Giovane ferito alle gambe con un colpo di pistola: la ricostruzione dei fatti

In data odierna il Giudice per le indagini preliminari, su richiesta della Procura della Repubblica di Reggio Calabria diretta dal procuratore Giovanni Bombardieri, ha convalidato l’arresto eseguito in flagranza di reato dai poliziotti della Squadra Mobile e dell’Upgsp della Questura nei confronti di un 30enne ritenuto responsabile di detenzione e porto illegale di arma comune da sparo e lesioni personali aggravate ai danni di un giovane, poco più che ventenne, nei confronti del quale il giovane, nel pomeriggio del 5 marzo, sulla via Nazionale di Gallico, avrebbe esploso un colpo di pistola ferendolo alla gamba destra.

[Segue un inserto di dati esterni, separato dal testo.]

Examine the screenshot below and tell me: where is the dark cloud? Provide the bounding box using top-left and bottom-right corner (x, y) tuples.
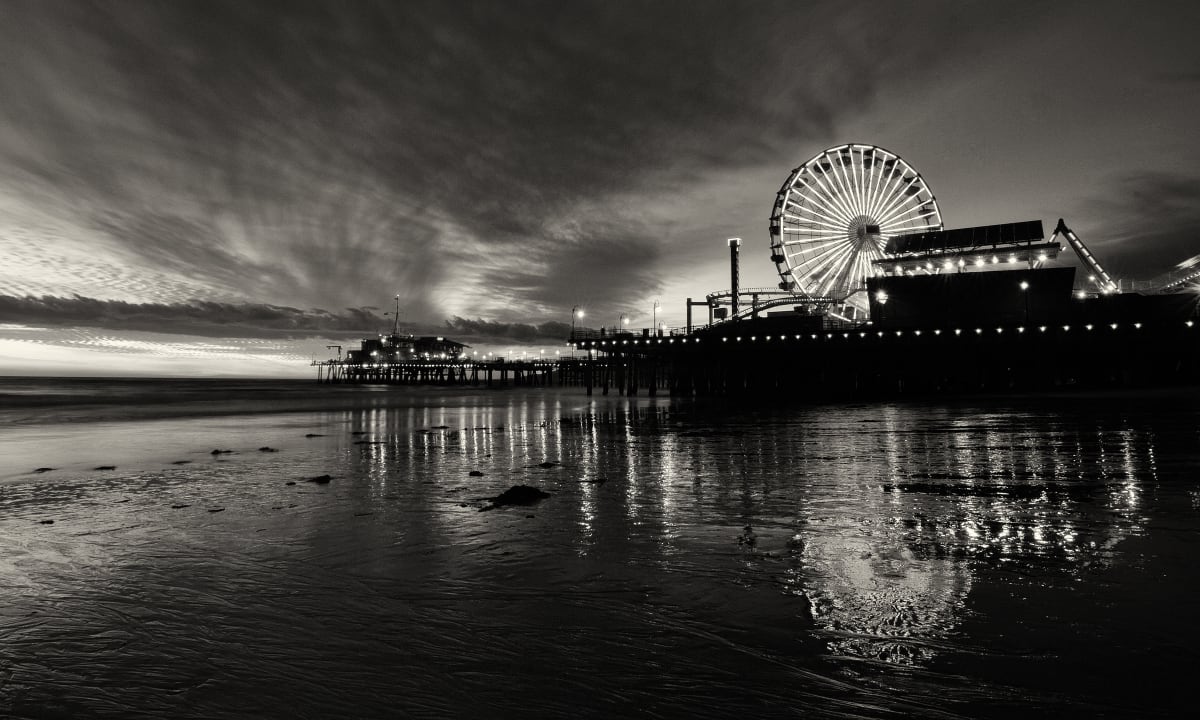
(0, 295), (391, 338)
(1067, 173), (1200, 280)
(0, 0), (1022, 322)
(445, 316), (571, 343)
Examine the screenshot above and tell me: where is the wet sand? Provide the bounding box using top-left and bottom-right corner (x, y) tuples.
(0, 381), (1200, 718)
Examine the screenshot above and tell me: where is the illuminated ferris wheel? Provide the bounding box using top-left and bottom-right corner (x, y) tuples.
(770, 144), (942, 313)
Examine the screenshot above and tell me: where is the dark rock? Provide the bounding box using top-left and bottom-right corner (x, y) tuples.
(480, 485), (550, 510)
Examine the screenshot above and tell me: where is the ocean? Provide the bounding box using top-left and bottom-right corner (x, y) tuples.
(0, 378), (1200, 719)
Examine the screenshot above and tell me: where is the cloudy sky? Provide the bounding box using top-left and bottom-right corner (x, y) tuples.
(0, 0), (1200, 376)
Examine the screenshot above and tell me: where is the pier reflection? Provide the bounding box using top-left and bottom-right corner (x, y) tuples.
(314, 394), (1157, 665)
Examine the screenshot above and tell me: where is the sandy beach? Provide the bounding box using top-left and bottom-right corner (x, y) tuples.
(0, 382), (1200, 718)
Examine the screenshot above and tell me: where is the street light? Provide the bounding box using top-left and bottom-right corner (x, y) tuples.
(571, 305), (583, 340)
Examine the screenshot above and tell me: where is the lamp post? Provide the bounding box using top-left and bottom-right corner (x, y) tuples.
(571, 305), (583, 340)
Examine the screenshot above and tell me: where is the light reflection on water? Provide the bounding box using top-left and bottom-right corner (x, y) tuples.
(0, 392), (1198, 716)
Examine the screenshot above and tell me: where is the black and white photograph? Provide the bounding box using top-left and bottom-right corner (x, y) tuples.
(0, 0), (1200, 720)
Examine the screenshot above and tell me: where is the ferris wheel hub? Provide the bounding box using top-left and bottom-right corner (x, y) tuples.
(770, 144), (942, 312)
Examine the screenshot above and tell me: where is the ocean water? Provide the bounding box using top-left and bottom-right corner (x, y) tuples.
(0, 379), (1200, 718)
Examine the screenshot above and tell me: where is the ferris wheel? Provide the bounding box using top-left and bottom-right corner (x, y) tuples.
(770, 144), (942, 313)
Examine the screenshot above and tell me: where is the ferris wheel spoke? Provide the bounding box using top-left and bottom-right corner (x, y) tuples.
(786, 198), (850, 228)
(871, 162), (904, 217)
(851, 148), (866, 215)
(834, 154), (859, 215)
(784, 238), (846, 252)
(880, 178), (917, 221)
(880, 208), (936, 233)
(784, 212), (846, 232)
(773, 144), (941, 302)
(821, 244), (853, 295)
(863, 148), (880, 215)
(866, 148), (896, 217)
(799, 236), (851, 275)
(817, 163), (854, 224)
(880, 193), (928, 226)
(787, 176), (852, 224)
(800, 247), (851, 295)
(782, 226), (847, 245)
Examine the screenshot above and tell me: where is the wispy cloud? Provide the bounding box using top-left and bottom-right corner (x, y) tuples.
(0, 295), (391, 337)
(1068, 172), (1200, 280)
(0, 1), (1022, 323)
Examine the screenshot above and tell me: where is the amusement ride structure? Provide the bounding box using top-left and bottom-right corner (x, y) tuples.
(688, 143), (1185, 329)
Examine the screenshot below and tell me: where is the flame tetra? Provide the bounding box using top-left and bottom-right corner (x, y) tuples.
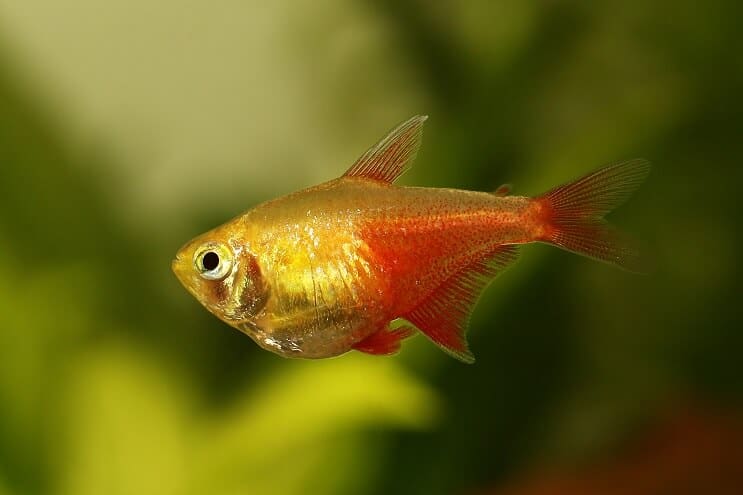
(173, 116), (650, 362)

Al momento del fatto, il giovane e alcuni suoi familiari stavano percorrendo la via Nazionale di Gallico verso Archi a bordo di una utilitaria. All’altezza di passo Caracciolo venivano affiancati da un furgone dal quale sarebbe sceso il 30enne per aggredire lo zio del ragazzo ferito perché era intervenuto per difendere il parente.

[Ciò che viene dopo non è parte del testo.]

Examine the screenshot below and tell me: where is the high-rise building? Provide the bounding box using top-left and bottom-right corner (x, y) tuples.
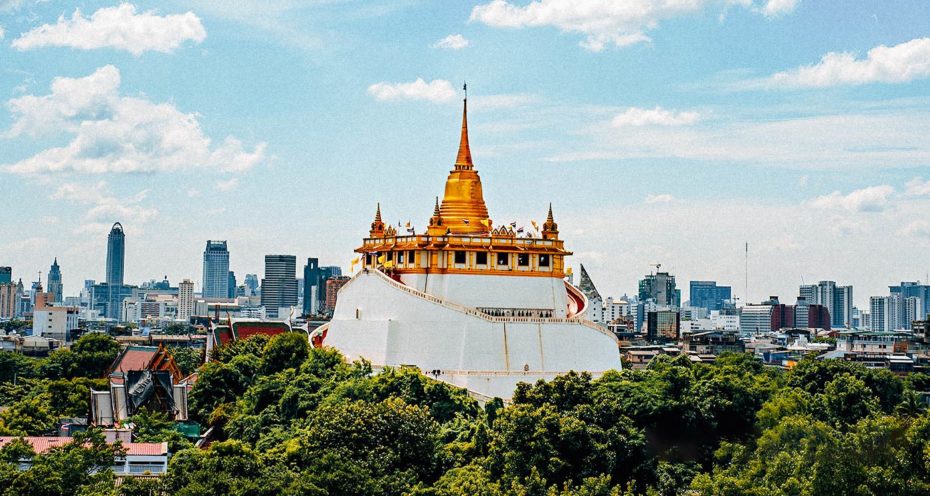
(202, 240), (229, 299)
(800, 281), (853, 328)
(245, 274), (259, 296)
(326, 276), (349, 312)
(105, 222), (126, 319)
(262, 255), (297, 318)
(48, 257), (64, 303)
(888, 281), (930, 319)
(226, 271), (236, 300)
(639, 272), (681, 308)
(301, 257), (322, 315)
(689, 281), (732, 311)
(178, 279), (194, 322)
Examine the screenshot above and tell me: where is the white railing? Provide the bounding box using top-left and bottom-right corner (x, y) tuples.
(343, 269), (619, 344)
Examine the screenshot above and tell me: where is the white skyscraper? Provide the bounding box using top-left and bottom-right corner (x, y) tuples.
(178, 279), (194, 322)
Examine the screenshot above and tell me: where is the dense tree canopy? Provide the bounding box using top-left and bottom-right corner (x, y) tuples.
(0, 334), (930, 496)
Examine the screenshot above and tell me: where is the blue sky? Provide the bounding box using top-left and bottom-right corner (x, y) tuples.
(0, 0), (930, 305)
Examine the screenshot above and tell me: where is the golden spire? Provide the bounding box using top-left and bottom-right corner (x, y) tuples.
(439, 90), (491, 234)
(369, 202), (384, 238)
(543, 203), (559, 239)
(455, 94), (475, 170)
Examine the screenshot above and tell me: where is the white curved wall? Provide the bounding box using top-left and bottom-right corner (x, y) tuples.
(324, 273), (620, 398)
(401, 274), (568, 317)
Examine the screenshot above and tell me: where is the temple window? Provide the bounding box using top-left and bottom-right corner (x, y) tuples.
(497, 253), (510, 265)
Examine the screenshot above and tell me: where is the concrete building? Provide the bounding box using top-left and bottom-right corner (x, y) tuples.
(201, 240), (229, 299)
(262, 255), (297, 318)
(322, 100), (621, 400)
(688, 281), (733, 311)
(103, 222), (126, 319)
(178, 279), (194, 322)
(639, 272), (681, 308)
(48, 257), (64, 303)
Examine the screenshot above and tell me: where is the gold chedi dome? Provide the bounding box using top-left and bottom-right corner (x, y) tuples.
(439, 98), (491, 234)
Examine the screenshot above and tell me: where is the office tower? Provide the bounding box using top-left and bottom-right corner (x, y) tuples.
(689, 281), (732, 311)
(301, 257), (321, 315)
(105, 222), (126, 319)
(869, 296), (892, 331)
(226, 271), (236, 300)
(262, 255), (297, 318)
(203, 240), (229, 299)
(245, 274), (258, 296)
(48, 257), (64, 303)
(639, 272), (681, 307)
(888, 281), (930, 320)
(178, 279), (194, 322)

Scattato l’allarme, le Volanti della Questura si sono poste alla ricerca del responsabile sul territorio della zona nord della città, che è stato controllato capillarmente anche con l’impiego di un elicottero del V° Reparto Volo della Polizia di Stato.

Dopo alcune ore, il 30enne è rientrato presso la sua abitazione dove è stato bloccato dagli agenti della Squadra Mobile e delle Volanti operanti in sinergia con i colleghi impegnati nelle ricerche.

Durante leattività finalizzate al rintraccio dell’aggressore, un investigatore della Squadra Mobile, supportato da un equipaggio delle Volanti in servizio a bordo di moto, ha disarmato in una via di Archi un parente della vittima che aveva in animo di farsi giustizia da sé con un grosso coltello per vendicare il torto subìto dal familiare. Condotto in Questura, per gli accertamenti di rito, l’uomo è stato successivamente denunciato alla Autorità giudiziaria per porto illegale in luogo pubblico di arma da taglio.

La complessa dinamica dell’azione delittuosa è stata ricostruita dagli investigatori della Squadra Mobile mediante una meticolosa attività di acquisizione di informazioni dalle persone in grado di riferire circostanze utili, nonché attraverso l’analisi delle immagini riprese dagli impianti di videosorveglianza privata presenti nelle aree circostanti al luogo del delitto. 

Nel corso delle articolate attività di indagine – costantemente coordinate dal procuratore vicario Gerardo Dominijanni e dal sostituto procuratore Vittorio Fava – è emerso che il 30enne aveva sempre avversato il rapporto di relazione che una sua congiunta aveva iniziato da un paio di mesi con uno zio del soggetto ferito. Il ferimento del ventenne rappresenta l’epilogo di un crescendo di atti intimidatori e di minacce volte a far cessare detto rapporto di coppia. In  sede di convalida dell’arresto, il Gip presso il Tribunale di Reggio Calabria, su richiesta della Procura della Repubblica, ha disposto nei confronti del 30enne la misura cautelare della custodia in carcere.